Her husband, the breadwinner of her family and a restaurant worker in the Rio casino. All 25 of his co-workers. Her grown son, in a temp agency. The technician who does her nails. The barber who cuts her husband’s hair. Her best friend, a waitress. The three servers and a manager at the TGI Friday’s that is her family’s favorite treat.
She has to think hard to come up with a single person who is still being paid. So when the events of the past month start to overwhelm her, Mrs. Anderson walks into her bathroom, closes the door, sits at her vanity and takes deep breaths.
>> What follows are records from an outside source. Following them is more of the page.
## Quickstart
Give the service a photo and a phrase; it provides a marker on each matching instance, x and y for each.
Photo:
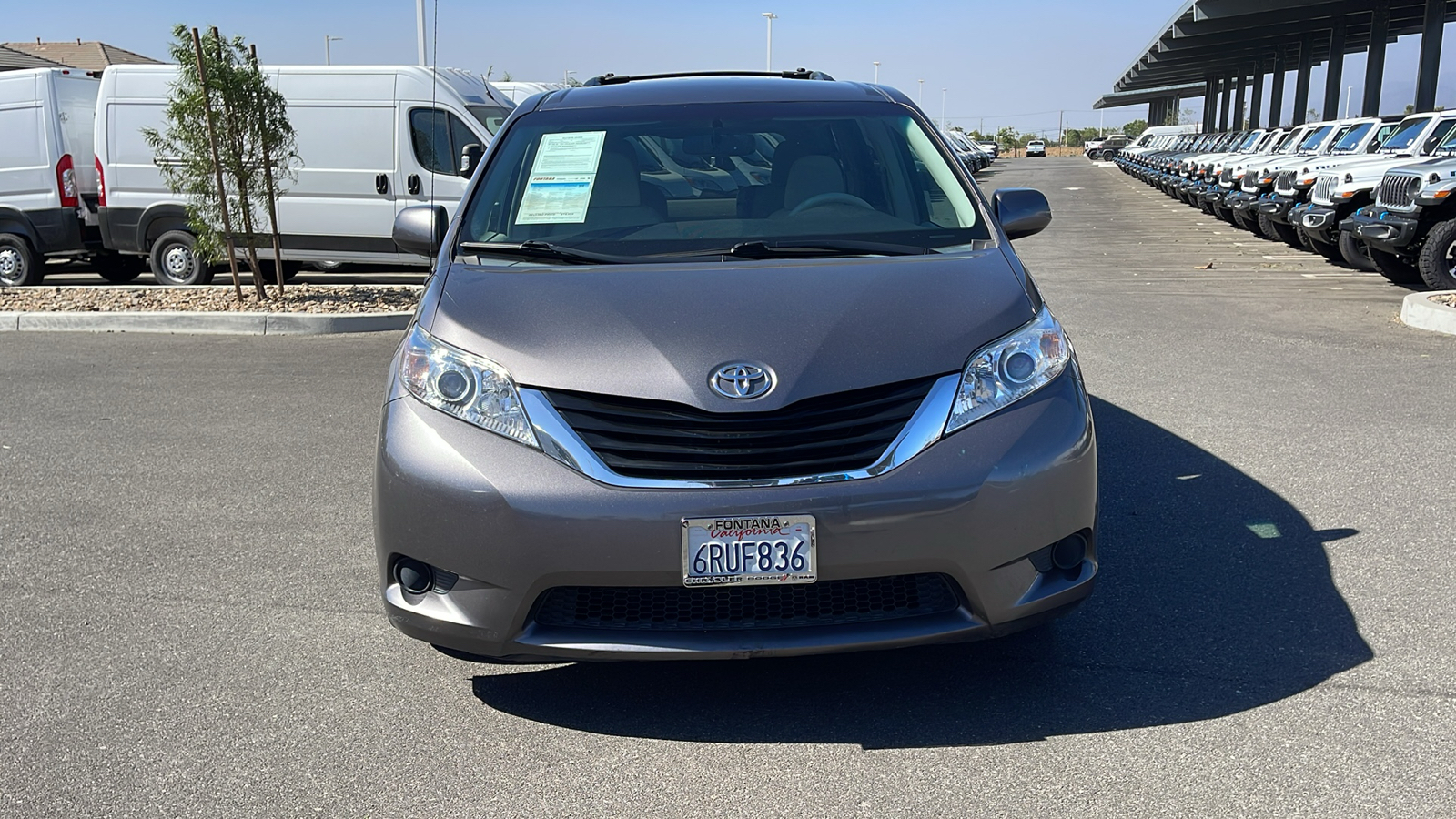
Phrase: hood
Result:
(657, 331)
“You are pushing people up against a corner,” said Mrs. Anderson. Referring to officials in charge of the pandemic response, she added, “They want you to stay home, and you’re doing that, but they’re not helping you financially to keep you afloat while you’re at home.”
She added: “It doesn’t make sense.”
As the bottom fell out of the American economy, few places were hit harder than Las Vegas, where a full one-third of the local economy is in the leisure and hospitality industry, more than in any other major metropolitan area in the country. Most of those jobs cannot be done from home.
Nearly 350,000 people in Nevada have filed for unemployment benefits since the crisis began, the highest number in the history of the state. Applied Analysis, a Las Vegas-based economic research firm, estimates the city’s current jobless rate to be about 25 percent — nearly double what it was during the Great Recession — and rising.
“From an analytical standpoint, this is unprecedented,” said Jeremy Aguero, a principal analyst with the firm. “We have no frame of reference for what we are seeing.”
As governors and mayors across the country wrestle with the question of when and how to reopen their economies, Las Vegas faces particular pressure because of its dependence on tourism and hospitality. Mayor Carolyn Goodman argued last week that casinos should reopen and allow people to get sick, but Gov. Steve Sisolak said the state was “clearly not ready to open.”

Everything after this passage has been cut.